И вот «последнее сказанье» Пимена — о кровавых событиях в Угличе. Оно звучит в суровых тонах драматической баллады. Тема летописца исчезает. Возникает и разрастается иная, новая тема, которой предстоит важнейшая роль в драматургии всей оперы. Характерные попевки этой темы слышны уже в начальном мотиве рассказа-баллады («Пришел я в ночь...», см. клавир, стр. 72), а ее становление (первое проведение) связано о образом убитого царевича.
B музыке рисуется картина злодеяния, набат тревоги, смятение негодующей толпы, стихийная расправа с убийцами, «в ужасе, под топором» назвавшими имя Бориса... Основою картинно-симфонического развития рассказа-баллады служит первоначальный мотив (пример 91а). Он разрабатывается, преформи-руется с несравненным мастерством интонационной драматургии. Из этого мотива — посреди нарастающего движения музыки («...ударили в набат; крик, шум. Бегут во двор царицы...») образуется центральная тема—-царевича Димитрия (пример 91б).
В дальнейшем повествовании — «А там, на площади, народ остервенясь...» — тот же мотив, модифицируясь в резко очерченных интонациях, ритмах, созвучьях, нагнетает динамику развития симфонической картины, реально, зримо изображающей ярость народа при виде царского чиновника «Иуды» Битяговского («Вот он, вот, вот злодей!»), ужас, охвативший схваченных убийц пред трупом царевича (здесь выразительным контрастом вновь звучит тема Димитрия), неистовство толпы и предсмертное покаяние злодеев...

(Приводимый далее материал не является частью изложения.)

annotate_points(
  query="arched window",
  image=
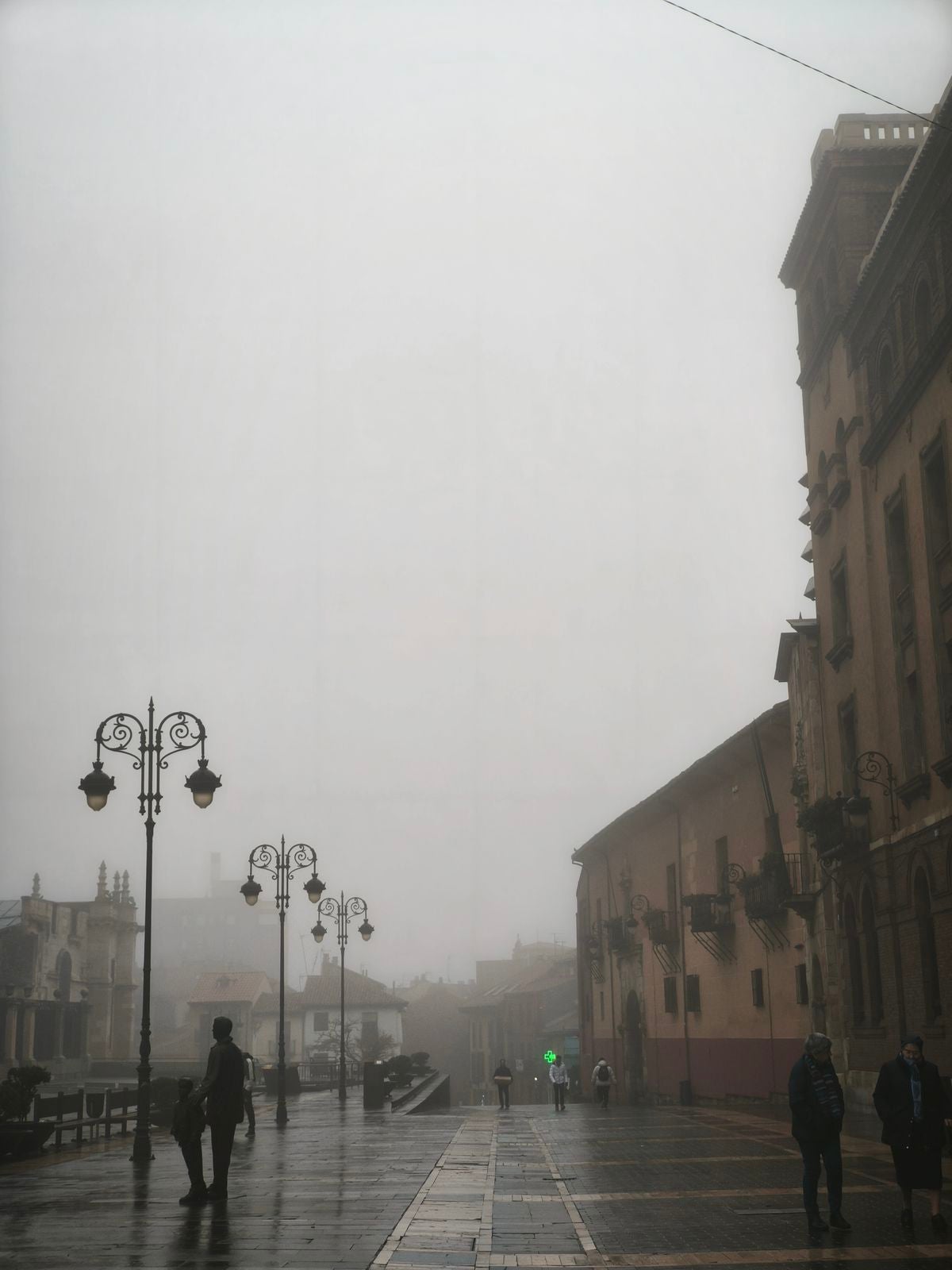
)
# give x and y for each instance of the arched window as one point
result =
(871, 939)
(856, 963)
(885, 374)
(63, 975)
(820, 300)
(806, 325)
(922, 314)
(833, 279)
(927, 946)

Вместе с тем в драматическом развертывании первоначального мотива все яснее ощущается скрытая интонационная связь с темою царя Бориса (монолог «Скорбит душа...», см. выше, пример 87). Она становится явной в заключительном проведении мотива (d-moll), где упоминание о царе Борисе («Злодеи покаялись и назвали Бориса...-») тонко подчеркнуто характерным гармоническим штрихом из его монолога 18 (аккорд шестой минорной ступени):
Так, три предначальных образа сплетаются незримо в музыке драматического повествования Пимена: образ убитого царевича Димитрия, образ народного возмущения и образ преступного царя Бориса. И эта связь знаменательна. В ней затаена взрывчатая сила развития музыкальной драмы. Только бичом цензурных соображений можно было изъять из оперы рассказ Пимена об углицких событиях, играющий столь важную роль в драматургии сочинения.
Заключение картины складывается под непосредственным воздействием рассказа Пимена. Встревоженная тишина кельи; вкрадчивый вопрос Григория: «Каких был лет царевич убиенный?». Сосредоточенное припоминание летописца (в оркестре промелькивает «мотив сказа»). Наконец, уверенный ответ: «Он был бы твой ровесник и царствовал!». И тут вновь гениальный штрих интонационной драматургии, раскрывающий внутренний, психологический смысл момента. На словах «и царствовал» внезапно возникает тема царевича Димитрия. Ее появленье оттенено неожиданным тональным контрастом (D-dur — Es-dur); звучит она иначе, нежели в первоначальном, широком проведении (a-moll), и колорит у нее иной — призрачный, холодный.